Designing Practical Efficient Algorithms for Symmetric Multiprocessors
Abstract
Symmetric multiprocessors (SMPs) dominate the high-end server market and are
currently the primary candidate for constructing large scale multiprocessor
systems. Yet, the design of efficient parallel algorithms for this platform
currently poses several challenges. In this paper, we present a computational
model for designing efficient algorithms for symmetric multiprocessors. We
then use this model to create efficient solutions to two widely different
types of problems - linked list prefix computations and generalized sorting.
Our novel algorithm for prefix computations builds upon the sparse ruling set
approach of Reid-Miller and Blelloch. Besides being somewhat simpler and
requiring nearly half the number of memory accesses, we can bound our
complexity with high probability instead of merely on average. Our algorithm
for generalized sorting is a modification of our algorithm for sorting by
regular sampling on distributed memory architectures.
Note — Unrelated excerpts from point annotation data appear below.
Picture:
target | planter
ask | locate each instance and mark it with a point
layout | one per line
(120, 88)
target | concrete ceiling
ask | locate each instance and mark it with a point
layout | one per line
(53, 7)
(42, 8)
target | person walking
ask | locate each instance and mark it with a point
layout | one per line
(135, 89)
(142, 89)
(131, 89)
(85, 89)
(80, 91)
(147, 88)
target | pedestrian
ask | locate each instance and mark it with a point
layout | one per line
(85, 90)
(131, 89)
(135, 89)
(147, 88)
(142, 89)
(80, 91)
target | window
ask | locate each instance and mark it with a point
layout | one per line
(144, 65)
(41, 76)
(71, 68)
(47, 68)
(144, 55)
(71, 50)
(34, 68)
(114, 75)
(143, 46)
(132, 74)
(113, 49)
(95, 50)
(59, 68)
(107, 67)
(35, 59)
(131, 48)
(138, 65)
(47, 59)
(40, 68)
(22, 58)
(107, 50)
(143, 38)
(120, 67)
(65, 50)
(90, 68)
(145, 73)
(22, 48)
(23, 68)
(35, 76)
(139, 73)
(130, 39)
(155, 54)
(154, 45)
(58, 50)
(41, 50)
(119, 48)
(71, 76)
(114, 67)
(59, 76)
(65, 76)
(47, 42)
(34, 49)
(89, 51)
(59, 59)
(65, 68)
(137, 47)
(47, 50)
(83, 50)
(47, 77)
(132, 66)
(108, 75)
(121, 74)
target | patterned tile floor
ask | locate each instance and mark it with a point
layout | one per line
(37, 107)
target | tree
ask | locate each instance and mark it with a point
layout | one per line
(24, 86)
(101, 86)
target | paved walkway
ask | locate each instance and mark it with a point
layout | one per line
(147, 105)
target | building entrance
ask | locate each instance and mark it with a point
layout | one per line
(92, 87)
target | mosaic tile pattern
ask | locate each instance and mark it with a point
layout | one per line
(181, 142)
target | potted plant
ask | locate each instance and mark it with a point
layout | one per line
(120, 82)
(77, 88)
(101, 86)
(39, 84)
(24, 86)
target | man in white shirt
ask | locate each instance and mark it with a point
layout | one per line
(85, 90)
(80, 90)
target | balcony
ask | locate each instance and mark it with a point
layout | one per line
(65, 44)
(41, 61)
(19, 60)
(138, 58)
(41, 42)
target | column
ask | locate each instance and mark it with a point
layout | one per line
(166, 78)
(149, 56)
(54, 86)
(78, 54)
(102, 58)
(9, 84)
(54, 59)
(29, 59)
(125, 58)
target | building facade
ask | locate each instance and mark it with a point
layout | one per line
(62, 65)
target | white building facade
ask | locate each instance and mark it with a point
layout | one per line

The algorithm is a
stable sort which appears to be asymptotically faster than any of the
published algorithms for SMPs. Both of our algorithms were implemented in C
using POSIX threads and run on three symmetric multiprocessors - the DEC
AlphaServer, the Silicon Graphics Power Challenge, and the HP-Convex Exemplar.
We ran our code for each algorithm using a variety of benchmarks which we
identified to examine the dependence of our algorithm on memory access
patterns. In spite of the fact that the processors must compete for access
to main memory, both algorithms still yielded scalable performance up to 16
processors, which was the largest platform available to us. For some
problems, our prefix computation algorithm actually matched or exceeded the
performance of the best sequential solution using only a single thread.
Similarly, our generalized sorting algorithm always beat the performance of
sequential merge sort by at least an order of magnitude, even with a single
thread. (Also cross-referenced as UMIACS-TR-98-44)